TB role in HIV disease gaining clarification

Importance of preventive therapy underscored

Several new studies on the impact of TB on HIV-positive patients help clarify the cause of rapid acceleration of the virus and underscore the importance of preventive TB therapy.

French researchers, studying 620 AIDS patients, found that length of survival was significantly shorter in 120 patients also infected with TB. The difference in survival was found despite the fact that TB did not appear to reduce CD4 count or increase the occurrence of opportunistic infection, according to an article published in the latest issue of the American Journal of Epidemiology.

The decline in survival was so strong that the authors state that TB may be a marker of advanced HIV, and "is a strong predictor of mortality, particularly in patients with CD4 counts of fewer than 200 cells.

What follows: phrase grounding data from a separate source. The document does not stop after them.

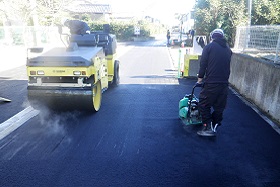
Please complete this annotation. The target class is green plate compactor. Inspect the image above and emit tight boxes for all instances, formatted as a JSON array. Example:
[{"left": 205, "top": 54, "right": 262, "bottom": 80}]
[{"left": 179, "top": 83, "right": 203, "bottom": 125}]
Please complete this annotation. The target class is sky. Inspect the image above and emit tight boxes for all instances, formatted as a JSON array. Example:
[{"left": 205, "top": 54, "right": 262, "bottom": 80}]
[{"left": 98, "top": 0, "right": 195, "bottom": 25}]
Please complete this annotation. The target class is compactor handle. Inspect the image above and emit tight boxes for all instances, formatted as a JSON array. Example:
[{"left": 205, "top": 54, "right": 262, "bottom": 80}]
[{"left": 189, "top": 82, "right": 203, "bottom": 101}]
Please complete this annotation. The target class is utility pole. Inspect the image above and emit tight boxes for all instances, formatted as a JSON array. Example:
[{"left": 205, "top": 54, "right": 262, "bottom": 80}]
[
  {"left": 248, "top": 0, "right": 252, "bottom": 25},
  {"left": 244, "top": 0, "right": 252, "bottom": 52}
]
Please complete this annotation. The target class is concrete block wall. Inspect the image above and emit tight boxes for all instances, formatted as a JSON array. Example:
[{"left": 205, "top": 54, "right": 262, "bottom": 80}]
[{"left": 229, "top": 53, "right": 280, "bottom": 124}]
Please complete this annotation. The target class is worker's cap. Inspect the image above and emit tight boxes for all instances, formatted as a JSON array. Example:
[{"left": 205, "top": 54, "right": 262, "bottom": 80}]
[
  {"left": 61, "top": 18, "right": 69, "bottom": 25},
  {"left": 210, "top": 29, "right": 224, "bottom": 39}
]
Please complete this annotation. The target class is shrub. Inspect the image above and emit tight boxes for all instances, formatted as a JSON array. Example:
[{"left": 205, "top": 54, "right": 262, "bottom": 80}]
[{"left": 88, "top": 19, "right": 165, "bottom": 41}]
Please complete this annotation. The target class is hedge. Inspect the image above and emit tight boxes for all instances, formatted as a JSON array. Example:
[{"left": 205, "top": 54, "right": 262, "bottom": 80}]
[{"left": 88, "top": 20, "right": 165, "bottom": 41}]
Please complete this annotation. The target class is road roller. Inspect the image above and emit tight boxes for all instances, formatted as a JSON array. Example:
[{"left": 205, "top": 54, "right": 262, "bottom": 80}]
[{"left": 26, "top": 24, "right": 120, "bottom": 111}]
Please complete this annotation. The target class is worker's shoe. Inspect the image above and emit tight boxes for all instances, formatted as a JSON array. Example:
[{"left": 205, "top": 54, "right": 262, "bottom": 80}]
[
  {"left": 197, "top": 123, "right": 216, "bottom": 137},
  {"left": 211, "top": 123, "right": 221, "bottom": 133}
]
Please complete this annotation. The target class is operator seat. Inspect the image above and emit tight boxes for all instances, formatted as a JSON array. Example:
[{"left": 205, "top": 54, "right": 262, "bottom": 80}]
[
  {"left": 69, "top": 34, "right": 97, "bottom": 46},
  {"left": 96, "top": 34, "right": 109, "bottom": 55}
]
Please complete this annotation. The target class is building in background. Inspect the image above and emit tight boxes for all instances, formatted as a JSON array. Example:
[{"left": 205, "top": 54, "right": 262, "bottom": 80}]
[
  {"left": 65, "top": 0, "right": 112, "bottom": 22},
  {"left": 180, "top": 9, "right": 195, "bottom": 34}
]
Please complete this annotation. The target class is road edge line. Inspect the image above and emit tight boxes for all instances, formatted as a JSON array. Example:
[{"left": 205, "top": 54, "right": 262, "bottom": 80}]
[{"left": 0, "top": 106, "right": 40, "bottom": 141}]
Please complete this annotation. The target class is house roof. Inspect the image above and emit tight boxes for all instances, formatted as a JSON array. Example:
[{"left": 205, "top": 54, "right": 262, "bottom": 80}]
[{"left": 66, "top": 4, "right": 112, "bottom": 14}]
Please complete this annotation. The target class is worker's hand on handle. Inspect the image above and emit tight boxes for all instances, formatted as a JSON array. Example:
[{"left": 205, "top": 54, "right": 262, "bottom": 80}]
[
  {"left": 195, "top": 78, "right": 204, "bottom": 87},
  {"left": 197, "top": 78, "right": 203, "bottom": 84}
]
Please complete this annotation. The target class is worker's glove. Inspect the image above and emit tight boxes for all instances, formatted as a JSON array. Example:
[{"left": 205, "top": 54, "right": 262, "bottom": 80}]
[{"left": 195, "top": 82, "right": 204, "bottom": 87}]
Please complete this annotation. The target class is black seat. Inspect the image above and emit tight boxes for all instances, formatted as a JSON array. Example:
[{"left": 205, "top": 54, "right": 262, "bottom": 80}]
[
  {"left": 70, "top": 34, "right": 97, "bottom": 46},
  {"left": 96, "top": 34, "right": 110, "bottom": 55},
  {"left": 96, "top": 34, "right": 109, "bottom": 47}
]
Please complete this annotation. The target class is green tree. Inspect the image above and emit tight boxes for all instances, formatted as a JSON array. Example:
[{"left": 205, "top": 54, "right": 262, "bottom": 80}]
[
  {"left": 0, "top": 0, "right": 32, "bottom": 25},
  {"left": 0, "top": 0, "right": 73, "bottom": 26},
  {"left": 89, "top": 19, "right": 165, "bottom": 41},
  {"left": 36, "top": 0, "right": 74, "bottom": 26},
  {"left": 220, "top": 0, "right": 247, "bottom": 46},
  {"left": 194, "top": 0, "right": 247, "bottom": 46},
  {"left": 0, "top": 0, "right": 165, "bottom": 41},
  {"left": 252, "top": 0, "right": 280, "bottom": 25}
]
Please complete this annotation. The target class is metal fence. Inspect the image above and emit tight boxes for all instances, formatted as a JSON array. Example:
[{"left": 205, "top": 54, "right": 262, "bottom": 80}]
[
  {"left": 234, "top": 25, "right": 280, "bottom": 64},
  {"left": 0, "top": 26, "right": 65, "bottom": 47}
]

These findings provide an additional argument for greater use of tuberculosis preventive therapy in HIV-infected patients."

Half of NYC patients lost to follow-up

While TB preventive therapy has become more widespread in high-risk cities, a study presented by researchers from the Centers for Disease Control and Prevention at the Fourth Conference on Retroviruses and Opportunistic Infections in Washington, DC, found that completion rates in New York City were often compromised because nearly half of patients were lost to follow-up care. The researchers called for better strategies to ensure coordination of care and completion of preventive therapy.1

For several years now, researchers have known that tuberculosis increases replication of HIV. A new study, also presented at the conference, has gone a step further and shown that the activation of HIV is associated with high levels of pro-inflammatory cytokines, such as interleukin-10, tumor necrosis-alpha, and interleukin-6. Finding ways to suppress these cytokines may be useful in treating co-infected patients, they say.

"The delicate balance between pro-inflammatory and anti-inflammatory cytokines plays a major role in HIV replication induced by a common pathogen such as TB," says Anthony Fauci, MD, director of the National Institute of Allergy and Infectious Diseases in Bethesda, MD.

Suppressive cytokines block TB-induced HIV

NIAID researchers, lead by Delia Goletti, MD, PhD, a former NIAID researcher now working in Italy, found that when you add suppressive cytokines — interleukin-10 and transforming growth factor-beta — TB-induced increase in HIV replication can be blocked. These cytokines appear to inhibit the virus by blocking the activity of pro-inflammatory cytokines and by diminishing the proliferation and activation of HIV-infected cells.2

"Earlier, Goletti showed that for HIV-positive people who had TB, their viral load went up 20-fold during active TB," says Drew Weissman, MD, MPH, a senior fellow at NIAID. "Now we are trying to understand what regulates the virus. It appears that during TB disease cytokines are released, and if you can inhibit them, you can regulate viral replication."

How cytokines can be regulated in vivo is the next step in the research, he says. One potential blocker of proinflammatory cytokines is thalidomide, but so far the drug has not been shown to be effective, Weissman says.

References

1. Sackoff J, Torian L, Vavagiakis P, et al. TB preventive therapy in HIV-infected persons. Presented at the Fourth Conference on Retroviruses and Opportunistic Infections. Abstract # 648. Washington, DC; 1997.

2. Goletti D, et al. Exogenous and endogenous anti-inflammatory cytokines IL-10 and TGF-beta inhibit tuberculosis-induced HIV replication in CD8-depleted peripheral blood mononuclear cells from HIV-infected individuals. Presented at the Fourth National Conference on Retroviruses and Opportunistic Infections. Abstract # 121. Washington, DC; 1997.